In Leeds, more than 200 Muslim inmates at a high security prison are set to launch a multi-million pound claim for compensation after they were offered ham sandwiches during the month of Ramadan. They say their human rights were breached when they were offered the meat, which is forbidden by Islam. At the same time, Muslim sex offenders in British prisons are asking to be exempt from a prison treatment program because the idea that "criminals should not have to talk about their offenses" is a "legitimate Islamic position."

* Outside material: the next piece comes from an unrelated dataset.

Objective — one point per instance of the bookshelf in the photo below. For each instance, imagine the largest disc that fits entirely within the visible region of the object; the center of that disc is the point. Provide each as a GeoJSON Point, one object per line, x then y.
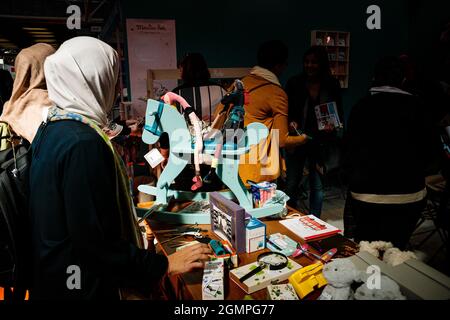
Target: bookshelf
{"type": "Point", "coordinates": [338, 47]}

Meanwhile, Islamic justice is spreading throughout Britain at an astonishing rate. At least 85 Islamic Sharia courts are now operating in the country, almost 20 times as many as previously believed. A study by the Civitas think tank found that scores of unofficial tribunals and councils regularly apply Islamic law to resolve domestic, marital and business disputes, many operating in mosques. It warns of a "creeping" acceptance of Sharia principles in British law. The study follows the outcry over remarks by the Archbishop of Canterbury, Dr Rowan Williams, who has said that Sharia law in Britain is "unavoidable."

Demographers predict that Britain can expect to see a large increase in the Muslim population by the middle of the 21st century. In the words of Imam Abdullah al-Hasan of the East London Mosque: "Islam is here to stay in Britain. Islam is here to stay in Europe."